Hong Kong protests demand Beijing grant political rights

By Roy Landersen
August 26, 2019
Demonstrators at Hong Kong airport shut down all flights Aug. 12-13. Hundreds of thousands of working people have been protesting over 10 weeks. Demands include direct elections.
Reuters/Issei KatoDemonstrators at Hong Kong airport shut down all flights Aug. 12-13. Hundreds of thousands of working people have been protesting over 10 weeks. Demands include direct elections.

Protests involving hundreds of thousands of working people demanding greater political rights have continued for a 10th week in Hong Kong. Many at the actions are demanding the government of the semi-autonomous territory and its Beijing overseers grant direct elections for Hong Kong’s top officials.

The tens of thousands who demonstrated over the weekend of Aug 3-4 faced attacks from cops using tear gas and rubber bullets. Masked thugs helped cops arrest demonstrators.

A citywide strike and mass protests for political rights Aug. 5 blocked much of the road and rail network. The strike caused hundreds of flights to be cancelled at Hong Kong’s international airport, one of the world’s busiest. A subsequent sit-in at the airport swelled to thousands Aug. 12-13, forcing the cancellation of all flights those days.
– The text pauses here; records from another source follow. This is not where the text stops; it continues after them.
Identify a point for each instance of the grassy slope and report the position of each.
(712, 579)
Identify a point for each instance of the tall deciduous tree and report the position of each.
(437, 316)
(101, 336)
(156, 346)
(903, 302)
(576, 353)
Those joining the strike included bus drivers, construction workers, teachers, lawyers and pilots. People rallied in numerous working-class or shopping districts. Many civil servants defied orders not to protest and shops were shut.

The Hong Kong Confederation of Trade Unions, which called the strike, said 350,000 workers took part. The pro-Beijing Hong Kong Federation of Trade Unions opposed the action.

Wilson Ng, a teacher from Hong Kong, told the Militant Aug. 12 that demands of those taking to the streets include the “formal withdrawal” of the shelved extradition bill, an amnesty for all protesters arrested on “riot” charges and “an independent investigation into police violence” and on how the crisis arose. While calls for Chief Executive Carrie Lam’s resignation persist, Ng said, “people realize that even if she steps down the person who succeeds her won’t be much different.” Lastly, he said, is the demand for “direct elections of the chief executive.”

Currently Hong Kong’s chief executive is “elected” by a Beijing-appointed committee of 1,200 people, including many backers of the Chinese government along with company bosses from the island. Hong Kong, a former British colony, has been under a “one country, two systems” arrangement since it reverted to China in 1997. London waited over 150 years until the end of its colonial rule to begin implementing some direct elections.

Hong Kong actions impact in China

The Chinese government fears the impact that the fight for democratic rights in Hong Kong will have on working people across mainland China. Beijing’s aviation authority ordered Cathay Pacific Airways to remove all workers involved in protests from their flights from Hong Kong to China Aug. 9. The airline’s bosses said they would comply.

As economic growth has slowed in China, labor actions have increased.

The China Labour Bulletin reports that so far this year there have been 25 protest actions among auto workers, mostly over layoffs and unpaid wages. Some 220,000 jobs have been lost as vehicle sales dropped 14% in the first half of the year. Most were layoffs but others resigned, unable to survive on a bare wage without overtime payments and bonuses.

In response to the Aug. 5 general strike, Lam claimed that the city was “on the verge of a very dangerous situation.” A spokesperson from Beijing’s Hong Kong and Macau Affairs Office threatened that protesters should not “play with fire” and “mistake our restraint for weakness.”

Working people in Hong Kong know this is not an idle threat. On June 4, nearly 200,000 attended a memorial to mark the 30th anniversary of the brutal crushing by Beijing’s military of mass protests in Tiananmen Square. Hong Kong is the only part of Chinese territory where that history is not censored.

Protests have been rising since February against Lam’s proposed extradition law, which would give Beijing legal cover to go after political opponents in the semi-autonomous region. Millions marched June 9 and 16, forcing Lam, with Beijing’s agreement, to suspend the bill. Some company bosses and business groups have made calls for the extradition law to be completely withdrawn and for an inquiry into the cops’ treatment of demonstrators.

Some small groups of protesters have targeted the legislative assembly building, police stations and symbols of Beijing’s overbearing presence, provoking a violent response from riot police. Ng told the Militant that the media focuses on these smaller confrontations as “the government is trying to cover up” the size of the massive peaceful protests.

Chinese government officials seek to drive a wedge between the large numbers of working people at many of the protests and those leading violent confrontations with authorities. Yang Guang, Beijing’s spokesperson in Hong Kong, claimed there was a division between “kind-hearted citizens who have been misguided and coerced to join” and “a small number of violent radicals.”

Growing economic inequalities in the territory are also driving unrest among working people. Hong Kong has the world’s longest working hours and highest rents, according to the New York Times. Rents have skyrocketed in recent years and over 210,000 Hong Kong residents live in subdivided apartments known as “cages,” where tenants are squeezed into spaces as small as 15 square feet.